Careful monitoring of signs, symptoms, and laboratory test results (including fever, chills, leukocytosis, and hyperglycemia), and frequent checks of the access device for technical complications can help recognize early infections.
"Fat overload syndrome" has been reported with similar products. This may be caused by inappropriate administration (e.g., overdose and/or infusion rate higher than recommended, see OVERDOSAGE); however, the signs and symptoms of this syndrome may also occur when the product is administered according to instructions. The reduced or limited ability to metabolize the lipids contained in CLINOLEIC 20% accompanied by prolonged plasma clearance may result in a fat overload syndrome. This syndrome is associated with a sudden deterioration in the patient's clinical condition and is characterized by findings such as fever, anemia, leukopenia, thrombocytopenia, coagulation disorders, hyperlipidemia, liver fatty infiltration (hepatomegaly), deteriorating liver function, and central nervous system manifestations (e.g., coma). The syndrome is usually reversible when the infusion of the lipid emulsion is stopped.
CLINOLEIC is administered as part of a parenteral nutrition regimen. Refeeding severely undernourished patients with parenteral nutrition may result in the refeeding syndrome. The syndrome is characterized by the intracellular shift of potassium, phosphorus, and magnesium as the patient becomes anabolic. Thiamine deficiency and fluid retention may also develop. Careful monitoring and slowly increasing nutrient intakes, while avoiding overfeeding, can prevent these complications.
Do not make additions directly to the CLINOLEIC 20% bag.

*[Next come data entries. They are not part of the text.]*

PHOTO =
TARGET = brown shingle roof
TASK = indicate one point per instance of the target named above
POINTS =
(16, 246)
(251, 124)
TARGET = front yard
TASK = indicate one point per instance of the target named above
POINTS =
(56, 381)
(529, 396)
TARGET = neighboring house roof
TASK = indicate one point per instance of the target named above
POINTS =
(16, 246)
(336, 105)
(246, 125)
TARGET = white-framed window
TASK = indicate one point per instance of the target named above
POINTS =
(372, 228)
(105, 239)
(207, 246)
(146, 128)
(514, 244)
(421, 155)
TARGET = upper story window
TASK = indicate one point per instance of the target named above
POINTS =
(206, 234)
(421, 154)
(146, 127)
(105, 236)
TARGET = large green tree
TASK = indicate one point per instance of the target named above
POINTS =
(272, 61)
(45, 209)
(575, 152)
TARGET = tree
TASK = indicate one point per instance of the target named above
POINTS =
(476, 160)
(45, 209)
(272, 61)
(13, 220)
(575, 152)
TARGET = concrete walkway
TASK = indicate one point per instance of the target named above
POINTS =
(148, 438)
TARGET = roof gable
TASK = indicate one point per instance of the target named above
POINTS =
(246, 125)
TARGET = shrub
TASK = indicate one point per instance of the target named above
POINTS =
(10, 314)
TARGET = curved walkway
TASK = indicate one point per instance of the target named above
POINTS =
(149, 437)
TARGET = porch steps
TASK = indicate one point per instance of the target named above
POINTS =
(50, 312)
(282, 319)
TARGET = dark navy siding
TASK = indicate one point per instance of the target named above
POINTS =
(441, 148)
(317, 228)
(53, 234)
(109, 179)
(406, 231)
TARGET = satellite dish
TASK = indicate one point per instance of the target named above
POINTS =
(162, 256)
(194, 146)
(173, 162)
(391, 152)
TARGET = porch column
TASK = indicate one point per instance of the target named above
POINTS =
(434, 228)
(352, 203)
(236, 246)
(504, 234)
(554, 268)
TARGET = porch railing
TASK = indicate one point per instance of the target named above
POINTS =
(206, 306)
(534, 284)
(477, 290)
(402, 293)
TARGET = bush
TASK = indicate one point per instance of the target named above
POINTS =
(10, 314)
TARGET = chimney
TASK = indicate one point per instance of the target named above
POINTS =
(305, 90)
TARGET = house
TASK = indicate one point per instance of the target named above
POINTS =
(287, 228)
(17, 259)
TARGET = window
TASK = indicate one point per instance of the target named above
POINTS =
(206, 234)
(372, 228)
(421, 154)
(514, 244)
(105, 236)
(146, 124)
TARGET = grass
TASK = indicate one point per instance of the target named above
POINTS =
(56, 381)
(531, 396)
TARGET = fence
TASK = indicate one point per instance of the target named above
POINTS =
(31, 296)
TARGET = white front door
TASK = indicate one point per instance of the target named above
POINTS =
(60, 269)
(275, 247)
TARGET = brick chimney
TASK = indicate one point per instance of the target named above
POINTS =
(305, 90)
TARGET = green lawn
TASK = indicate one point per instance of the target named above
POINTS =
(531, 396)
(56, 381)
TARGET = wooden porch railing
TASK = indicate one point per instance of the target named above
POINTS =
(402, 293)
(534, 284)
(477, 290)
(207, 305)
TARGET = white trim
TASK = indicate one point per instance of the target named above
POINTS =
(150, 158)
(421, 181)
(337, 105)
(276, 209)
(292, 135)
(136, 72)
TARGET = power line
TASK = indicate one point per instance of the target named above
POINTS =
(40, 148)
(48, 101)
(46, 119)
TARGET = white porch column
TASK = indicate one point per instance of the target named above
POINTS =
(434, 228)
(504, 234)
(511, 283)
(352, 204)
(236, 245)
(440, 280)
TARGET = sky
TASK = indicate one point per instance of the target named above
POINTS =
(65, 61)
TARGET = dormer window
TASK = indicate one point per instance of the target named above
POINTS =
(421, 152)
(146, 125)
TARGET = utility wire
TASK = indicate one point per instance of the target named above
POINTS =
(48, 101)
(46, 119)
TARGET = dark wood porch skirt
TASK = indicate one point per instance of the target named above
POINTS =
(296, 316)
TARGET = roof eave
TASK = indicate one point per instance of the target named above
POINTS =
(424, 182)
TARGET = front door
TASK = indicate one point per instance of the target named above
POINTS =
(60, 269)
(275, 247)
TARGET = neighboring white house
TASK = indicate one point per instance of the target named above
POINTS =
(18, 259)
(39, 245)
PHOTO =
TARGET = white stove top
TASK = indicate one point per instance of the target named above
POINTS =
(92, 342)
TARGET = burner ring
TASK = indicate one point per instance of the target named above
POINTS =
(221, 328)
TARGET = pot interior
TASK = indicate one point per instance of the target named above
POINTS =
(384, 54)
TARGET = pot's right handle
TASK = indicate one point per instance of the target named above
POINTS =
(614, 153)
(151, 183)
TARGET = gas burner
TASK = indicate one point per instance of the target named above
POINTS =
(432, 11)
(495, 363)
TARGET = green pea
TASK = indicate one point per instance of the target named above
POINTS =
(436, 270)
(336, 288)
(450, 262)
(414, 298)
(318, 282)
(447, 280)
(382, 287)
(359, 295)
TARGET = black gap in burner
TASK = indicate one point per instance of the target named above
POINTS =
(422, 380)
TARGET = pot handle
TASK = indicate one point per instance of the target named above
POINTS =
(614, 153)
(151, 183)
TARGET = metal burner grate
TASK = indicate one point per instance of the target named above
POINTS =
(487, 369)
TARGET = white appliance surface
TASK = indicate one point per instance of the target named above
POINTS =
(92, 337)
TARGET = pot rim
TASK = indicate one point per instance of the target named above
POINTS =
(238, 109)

If CLINOLEIC 20% is mixed with dextrose and/or amino acid solutions, the compatibility should be checked before administration (see INCOMPATIBILITIES and INSTRUCTIONS FOR USE/HANDLING AND DISPOSAL under Cautions for Usage). Formation of precipitates could result in vascular occlusion.
Plasma triglyceride levels and clearance should be monitored daily. The triglyceride concentration in serum under infusion should not exceed 3 mmol/l. Infusion should only be started when serum triglyceride levels have returned to baseline level.
During short-term or long-term intravenous nutrition, alkaline phosphatases and total bilirubin should be checked at regular intervals, depending on the health status of the patient.
Electrolyte or metabolism disorders should be corrected before CLINOLEIC 20% administration.
Fat emulsions should be administered simultaneously with carbohydrates and amino acids to avoid occurrence of metabolic acidosis.
The blood sugar, the acid-base balance, electrolytes, and the blood count must be checked at regular intervals.
As for any parenteral infusion, particular attention should be given on water balance, especially in patients with acute oliguria or anuria.
As other lipid emulsions, CLINOLEIC 20% should be used in extremely premature and/or very low birth-weight infant under the close supervision of a neonatologist. There is clinical experience for CLINOLEIC 20% infusion time, up to 7 days in neonates and up to 2 months in children.
CLINOLEIC 20% should be administered with caution in case of neonatal hyperbilirubinemia (total serum bilirubin > 200 umol/l). Total bilirubin levels should be monitored closely.